15 minutos para indignarse por el hecho de que esta maravillosa obra de arte solo pueda ser visible por los ciudadanos durante los pocos días que va a durar esta magna exposición del aniversario. 15 minutos para indignarse por los muchos lienzos que faltan para siempre en la capilla, sustituidos por infames copias, y vendidos ignominiosamente, con nocturnidad y alevosía a un marchante francés allá por 1907, sin que ni el Gobierno ni la Iglesia hiciesen nada para evitarlo. 15 minutos para recordar ese vil pelotazo que dio la familia aristrocrática propietaria de la Capilla, los marqueses de Eslava, que vendieron por apenas unos miles de duros esas impagables obras de arte que debían pertenecer ya por entonces, y haber seguido perteneciendo por siempre, a todo el pueblo español, como afirmaba elocuente en aquel tiempo un joven llamado Besteiro, profesor de filosofía en un instituto toledano. 15 minutos para recordar que esa familia navarra aún sigue dando infames pelotazos en nuestros días, ahora con la complicidad de los ayuntamientos y autoridades locales, tal como nos cuentan justo a comienzos de este mes de marzo los periódicos, que nos describen la oscura operación inmobiliaria de Cizur, en las afueras de Pamplona. 15 minutos, por tanto, para entender que la belleza en nuestro país parece ser eterna, tan eterna como, ay, la corrupción, la ignominia y la avaricia que sufrimos. 15 minutos. 15 minutos tan solo. 15 minutos en la Capilla de San José de Toledo. Ese lugar desde donde Teresa rezó y tal vez vio visiones inspiradas precisamente por el óleo del cretense. Visiones que en palabras misma de la Santa, como Hartzfeld nos ha querido demostrar, parecen describir punto por punto la genial forma de pintar del Greco: “…veo un blanco y un rojo de una condición como no se encuentra en parte alguna de la naturaleza, pues resplandece con más brillo y esplendor que los colores que vemos; y veo pinturas como pintor alguno pintó jamás, cuyos modelos no se encuentran en parte alguna de la naturaleza, pero que no obstante, son la naturaleza misma y de la más acabada forma imaginable…”

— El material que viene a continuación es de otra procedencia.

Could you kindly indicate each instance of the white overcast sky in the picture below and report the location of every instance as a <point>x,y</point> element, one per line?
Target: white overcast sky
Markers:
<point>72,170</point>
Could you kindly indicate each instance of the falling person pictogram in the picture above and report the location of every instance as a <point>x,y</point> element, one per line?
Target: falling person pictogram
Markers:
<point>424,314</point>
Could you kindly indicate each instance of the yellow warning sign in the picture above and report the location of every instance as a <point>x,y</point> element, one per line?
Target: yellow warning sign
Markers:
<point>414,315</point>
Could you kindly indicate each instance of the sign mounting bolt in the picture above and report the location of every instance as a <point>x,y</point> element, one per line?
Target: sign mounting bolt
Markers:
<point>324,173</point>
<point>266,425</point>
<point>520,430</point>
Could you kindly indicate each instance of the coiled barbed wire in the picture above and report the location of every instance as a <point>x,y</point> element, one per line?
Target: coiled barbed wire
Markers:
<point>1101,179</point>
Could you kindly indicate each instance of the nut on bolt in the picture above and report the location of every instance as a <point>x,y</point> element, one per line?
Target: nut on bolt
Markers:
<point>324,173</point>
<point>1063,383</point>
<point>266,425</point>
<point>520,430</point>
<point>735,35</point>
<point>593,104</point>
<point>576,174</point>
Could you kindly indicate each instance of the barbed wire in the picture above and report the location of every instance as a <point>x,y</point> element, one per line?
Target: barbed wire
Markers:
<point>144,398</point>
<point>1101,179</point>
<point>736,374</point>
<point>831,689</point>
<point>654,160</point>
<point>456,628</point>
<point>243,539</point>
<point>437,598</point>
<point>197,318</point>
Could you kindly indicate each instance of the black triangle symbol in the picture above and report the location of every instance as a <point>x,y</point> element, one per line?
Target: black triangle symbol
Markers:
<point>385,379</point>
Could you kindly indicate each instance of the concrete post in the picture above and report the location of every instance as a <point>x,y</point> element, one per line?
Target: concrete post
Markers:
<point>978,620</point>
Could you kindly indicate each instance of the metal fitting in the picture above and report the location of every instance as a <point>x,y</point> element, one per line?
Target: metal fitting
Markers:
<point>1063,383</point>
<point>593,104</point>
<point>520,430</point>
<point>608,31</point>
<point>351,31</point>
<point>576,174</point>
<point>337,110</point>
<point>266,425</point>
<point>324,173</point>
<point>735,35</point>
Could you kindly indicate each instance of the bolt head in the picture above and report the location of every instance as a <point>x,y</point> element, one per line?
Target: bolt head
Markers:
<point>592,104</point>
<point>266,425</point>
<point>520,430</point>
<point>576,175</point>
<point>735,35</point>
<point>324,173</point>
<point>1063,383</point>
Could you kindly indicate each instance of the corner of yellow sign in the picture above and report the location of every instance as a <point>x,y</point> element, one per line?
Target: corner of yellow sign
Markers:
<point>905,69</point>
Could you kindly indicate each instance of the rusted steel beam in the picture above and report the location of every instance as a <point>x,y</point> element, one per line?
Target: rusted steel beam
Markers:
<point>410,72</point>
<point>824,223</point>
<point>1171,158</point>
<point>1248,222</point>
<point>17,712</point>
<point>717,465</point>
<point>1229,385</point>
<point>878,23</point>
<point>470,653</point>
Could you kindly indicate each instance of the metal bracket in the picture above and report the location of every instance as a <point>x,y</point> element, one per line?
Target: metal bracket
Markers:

15 minutos, en fin, para pensar en los misterios de la religión, de la paternidad, de la familia, del paso del tiempo, del desarraigo, de lo occidental y lo oriental, de la irrefrenable avaricia de nuestra especie, y sobre todo de la belleza intemporal que, a veces, solo a veces, se diría que nos redime de todo lo demás.